De onde vem a nossa necessidade de valorização pessoal?
Numa sociedade e cultura que levou o Homem a perder os seus instintos paternais, educamos os nossos descendentes para a insegurança e a busca constante de validação. Como?
Por vezes o pouco que damos é muito para muita gente. Foi essa a minha experiência com o meu último texto, dedicado aos enfermeiros e enfermeiras de Portugal. Posso estar a ser arrogante, mas foi isso o que senti e há muito que aprendi que, apesar de a realidade ser subjetiva, devemos respeitar o que sentimos como a nossa verdade do momento.
Durante dias senti-me emocionada com o seu impacto, e até incapaz de trabalhar direito. Na verdade, ainda estou, e a razão de escrever hoje é bastante egocêntrica: trazer paz ao meu cérebro cansado através da compreensão do que aconteceu.
Para mim, o que se passou foi que eu ofereci a uma classe trabalhadora que se sente menosprezada, sobrecarregada e desvalorizada um dos bens de que ela mais merece e necessita: Reconhecimento.
Mas isso não é só uma necessidade dos nossos valiosos enfermeiros e enfermeiras. É uma necessidade de todos nós, seja qual for a nossa profissão ou ausência dela.
A falta de reconhecimento parece-me ser uma epidemia da sociedade moderna e a sua necessidade extrema o outro lado da moeda.
Mas onde é que tudo começou? Qual a verdadeira raíz do problema?
Esta é apenas a minha opinião, a minha simples e modesta reflexão. Ou melhor, é a minha interpretação de tudo o que tenho lido e aprendido com os muitos especialistas em parentalidade, psicologia do desenvolvimento e neurociência que tenho tido a sorte de ter como mentores:
Tudo começa na infância e a raíz do problema está na forma como fomos criados.
Numa sociedade e cultura que levou o Homem a perder os seus instintos paternais, educamos os nossos descendentes para a insegurança e a busca constante de validação.
Como?
Não criando vínculos onde eles se sintam seguros e não colocando a relação com os filhos à frente de tudo o resto, inclusive de lhes ensinar bom comportamento, o que é certo ou errado ou, até, o significado do respeito.
O segredo é que no contexto de uma boa relação pouco ou nada precisamos de doutrinar. A natureza encarregou-se de proteger as crianças com um instinto que as faz aprender todos os nossos valores sem que os tenhamos sequer de mencionar. Mas desde que na relação certa connosco, não posso deixar de o sublinhar.

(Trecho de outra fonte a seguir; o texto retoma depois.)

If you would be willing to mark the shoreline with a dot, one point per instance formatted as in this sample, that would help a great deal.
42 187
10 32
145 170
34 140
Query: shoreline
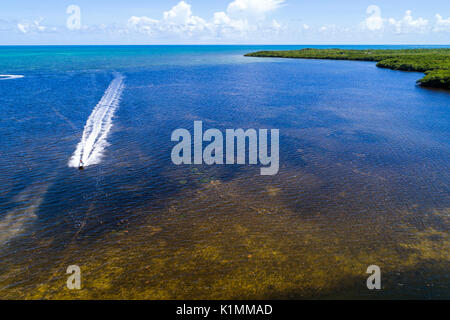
434 63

E a tristeza é que apesar de a mesma mãe universal ter dotado os pais de um instinto de preservação do relacionamento com os filhos acima de tudo, as mudanças sociais e culturais do século passado reprimiram-no de tal forma que já nem damos pela sua presença. Em substituição da sua sábia orientação, vamo-nos guiando por aprendizagens erradas, baseadas em teorias já provadas incorretas, para educarmos as nossas crianças e o resultado é a imaturidade que cada vez mais presenciamos nos adultos e a sensação de vazio, solidão, dificuldades contantes e vida sem propósito que tantos de nós experienciamos.

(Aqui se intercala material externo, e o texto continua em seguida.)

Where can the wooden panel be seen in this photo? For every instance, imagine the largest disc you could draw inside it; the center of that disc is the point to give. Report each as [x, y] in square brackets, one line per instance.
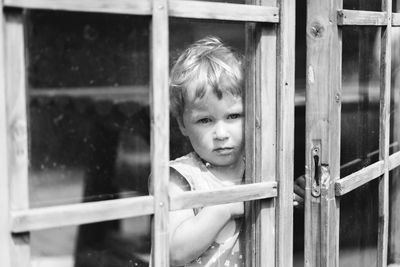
[323, 106]
[223, 11]
[285, 132]
[358, 17]
[396, 19]
[75, 214]
[384, 120]
[357, 179]
[178, 8]
[159, 97]
[5, 255]
[17, 121]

Se me posso explicar melhor? Sim, com todo o gosto.
Lembram-se do ditado popular “De boas intenções está o Inferno cheio!”?

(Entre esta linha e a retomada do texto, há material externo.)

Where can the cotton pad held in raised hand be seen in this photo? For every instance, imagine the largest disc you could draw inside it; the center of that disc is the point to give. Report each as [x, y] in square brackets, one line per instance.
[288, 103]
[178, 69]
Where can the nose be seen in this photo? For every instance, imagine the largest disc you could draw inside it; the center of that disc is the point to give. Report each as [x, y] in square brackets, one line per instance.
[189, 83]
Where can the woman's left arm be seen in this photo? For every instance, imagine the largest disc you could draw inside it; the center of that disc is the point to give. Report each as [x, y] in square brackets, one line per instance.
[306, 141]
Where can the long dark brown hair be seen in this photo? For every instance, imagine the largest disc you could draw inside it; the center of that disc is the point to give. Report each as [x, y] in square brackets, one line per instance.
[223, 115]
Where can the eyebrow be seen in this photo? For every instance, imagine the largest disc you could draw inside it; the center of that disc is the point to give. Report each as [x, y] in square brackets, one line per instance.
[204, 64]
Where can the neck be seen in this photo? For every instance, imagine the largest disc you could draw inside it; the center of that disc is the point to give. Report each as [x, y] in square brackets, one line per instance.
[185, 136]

Pois fiquem a saber que tal expressão é uma verdadeira aberração da natureza, o produto de um caminho de ignorância que não sabemos que percorremos, o equivalente a acreditar que “o sol gira em volta da terra e não a terra em volta do sol”.
A verdade é que no desenvolvimento saudável de um ser humano “as intenções são puro ouro”, como diz o Dr. Neufeld.
Muito antes de ser capaz de realizar algo, a criança começa por o ansiar, por pretender fazer, por pura vontade, mas, ainda, sem resultados.
A criança começa por o comunicar, com premência e segurança. E nós? O que fazemos? Ou a desvalorizamos, dizendo que não é capaz, que ainda é muito pequena para isso, ou aproveitamos a deixa para iniciar um processo para o qual ainda não estão verdadeiramente preparada.
Por exemplo, imaginemos um petiz de três anos que a meio da noite vem sempre dormir para o quarto dos pais. De repente ele anuncia “vou dormir a noite toda no meu quarto!”
Quais são as respostas mais habituais? “Isso gostava eu de ver.”, “Quem me dera, mas não me parece que sejas capaz.”, “Já está bem na altura, o teu irmão/primo/vizinho, na tua idade, já o fazia há muito tempo.” Ou pior: “ainda és demasiado bebé para isso”. E tudo isto é dito num tom de brincadeira que nem nos apercebemos que é puro sarcasmo.
Ou, então, aproveitamos a oportunidade para finalmente o colocar a dormir sozinho e sem hipótese de volta atrás.
E a criança, o que aprende? Que ter vontade de ir mais longe, que acreditar que se pode ultrapassar e ser melhor é perigoso. E que só os outros sabem do que ela é realmente capaz, só os outros conhecem as suas verdadeiras capacidades. E para sempre fica presa à necessidade externa de validação para se sentir reconhecida, valorizada, completa e merecedora de existir.
Está na hora de quebrar o ciclo, está na hora de mudar o mundo, uma criança de cada vez.
Ao assertivo comentário que alguém realizou ao meu texto anterior “Os Enfermeiros possuem a capacidade de mudar o Mundo” eu acrescento “Se o futuro do Mundo são as crianças, nada o melhorará mais do que mudarmos a forma como as criámos!”